Published in Issue No. 254 ~ July, 2018
The catacombs beneath Rome’s Our Lady of the Conception of the Capuchins Church
are decorated with the remains of almost 4,000 unnamed Franciscan friars.


This might be what Nabokov meant when he said art

is equal parts beauty and pity—six vestibules

of ulnas and humerus, hundreds of skulls architected


into arches, eyes overflowing with broken

bits of their own bodies, Baroque-style chandeliers hung

of human collar bones while below a group of six men


dead for more than three centuries sleep

still dressed in rough-woven robes, perhaps dreaming

mosaics of vertebrae leaves and petals


fashioned from hand bones, thousands of hands

formed into thousands more flowers and,

in the middle room, a mobile, which seems imagined


by one of Calder’s forefathers, tinkles

with what it took me a few minutes to realize

are men’s ribs. In all, there are five-and-a-half rooms


festooned with what remains of those friar’s lives, lives

filled with baby teeth and little brothers, hang

nails and heart attacks, their mothers long buried.


When no one was looking, I reached through

the protective wire mesh, ran fingers around a man’s

empty eye socket. My hand came back coated


with what might have been dust but surely

contained a trace of what he’d been, his pain

and penance as well as our common hunger.

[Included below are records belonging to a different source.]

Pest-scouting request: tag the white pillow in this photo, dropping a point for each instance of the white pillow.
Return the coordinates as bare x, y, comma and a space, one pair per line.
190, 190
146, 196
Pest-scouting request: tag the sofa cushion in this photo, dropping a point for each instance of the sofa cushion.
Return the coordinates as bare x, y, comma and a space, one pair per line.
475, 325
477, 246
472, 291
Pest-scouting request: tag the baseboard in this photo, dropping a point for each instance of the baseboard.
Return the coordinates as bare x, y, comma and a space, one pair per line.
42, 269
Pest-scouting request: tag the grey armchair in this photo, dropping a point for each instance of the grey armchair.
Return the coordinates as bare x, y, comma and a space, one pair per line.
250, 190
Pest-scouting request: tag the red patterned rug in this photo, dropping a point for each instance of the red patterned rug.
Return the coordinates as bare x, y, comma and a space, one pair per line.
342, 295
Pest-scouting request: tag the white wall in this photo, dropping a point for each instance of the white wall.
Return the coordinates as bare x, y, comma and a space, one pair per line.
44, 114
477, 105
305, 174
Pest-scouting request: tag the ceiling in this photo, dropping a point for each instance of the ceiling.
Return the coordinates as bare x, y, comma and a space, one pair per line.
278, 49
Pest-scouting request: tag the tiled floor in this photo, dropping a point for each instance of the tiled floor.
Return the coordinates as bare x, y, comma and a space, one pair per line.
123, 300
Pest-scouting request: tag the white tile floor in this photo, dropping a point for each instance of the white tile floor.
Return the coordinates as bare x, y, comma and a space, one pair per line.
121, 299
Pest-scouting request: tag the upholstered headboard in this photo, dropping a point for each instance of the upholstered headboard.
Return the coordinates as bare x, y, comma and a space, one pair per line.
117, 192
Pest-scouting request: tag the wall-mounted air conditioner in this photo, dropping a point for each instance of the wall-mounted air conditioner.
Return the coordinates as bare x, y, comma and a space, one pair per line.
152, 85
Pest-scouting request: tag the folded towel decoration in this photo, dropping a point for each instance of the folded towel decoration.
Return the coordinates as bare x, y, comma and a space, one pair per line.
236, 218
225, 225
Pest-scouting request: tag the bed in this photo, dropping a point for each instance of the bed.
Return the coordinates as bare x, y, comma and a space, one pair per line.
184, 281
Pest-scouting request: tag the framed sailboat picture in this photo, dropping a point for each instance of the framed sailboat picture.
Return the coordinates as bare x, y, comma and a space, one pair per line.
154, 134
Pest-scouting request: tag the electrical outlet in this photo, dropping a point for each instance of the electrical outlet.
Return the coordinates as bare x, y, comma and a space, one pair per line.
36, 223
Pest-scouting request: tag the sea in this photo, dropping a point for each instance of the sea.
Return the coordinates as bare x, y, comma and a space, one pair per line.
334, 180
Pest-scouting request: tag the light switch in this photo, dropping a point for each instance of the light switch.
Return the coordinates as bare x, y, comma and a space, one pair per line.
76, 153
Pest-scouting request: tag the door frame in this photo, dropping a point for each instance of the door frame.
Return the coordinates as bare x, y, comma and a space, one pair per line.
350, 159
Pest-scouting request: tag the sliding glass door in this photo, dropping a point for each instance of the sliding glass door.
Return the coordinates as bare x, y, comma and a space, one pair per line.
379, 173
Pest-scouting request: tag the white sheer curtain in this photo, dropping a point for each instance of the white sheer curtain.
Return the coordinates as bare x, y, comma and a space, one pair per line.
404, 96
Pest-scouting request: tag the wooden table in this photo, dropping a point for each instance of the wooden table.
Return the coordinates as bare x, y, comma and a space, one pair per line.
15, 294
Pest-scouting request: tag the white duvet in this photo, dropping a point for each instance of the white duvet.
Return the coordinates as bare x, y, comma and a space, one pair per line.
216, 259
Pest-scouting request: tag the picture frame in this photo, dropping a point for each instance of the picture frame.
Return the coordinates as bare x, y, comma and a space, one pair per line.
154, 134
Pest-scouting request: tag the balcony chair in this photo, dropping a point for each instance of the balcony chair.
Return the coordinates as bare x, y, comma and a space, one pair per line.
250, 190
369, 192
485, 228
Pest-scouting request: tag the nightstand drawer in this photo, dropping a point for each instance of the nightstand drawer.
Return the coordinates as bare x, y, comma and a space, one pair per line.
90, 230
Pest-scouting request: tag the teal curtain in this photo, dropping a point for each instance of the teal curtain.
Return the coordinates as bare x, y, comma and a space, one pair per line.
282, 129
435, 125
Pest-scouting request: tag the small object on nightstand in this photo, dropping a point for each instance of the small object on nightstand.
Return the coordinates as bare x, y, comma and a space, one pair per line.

In the seventeenth century, the Catholic Church

excavated all these forgotten friars, piled

their corpses haphazardly into three-hundred carts


drawn by three-hundred donkeys. Then some

thirty years passed while someone, and no one

is sure who, arranged the remains into what


I have to call fantastic. Mosaics of mandible flowers,

the wall a chessboard of fleshless faces overlooking

a fibula table, femur and shaved tibia shaped


into what looks like a clock stopped just around

the time clocks were invented, wall hangings

of pelvises metamorphosed into flocks of prehistoric


birds as if the birds’ spines suddenly remembered

they’d once carried wings, and at corridor’s end,

a painting of Jesus, his hands on Lazarus.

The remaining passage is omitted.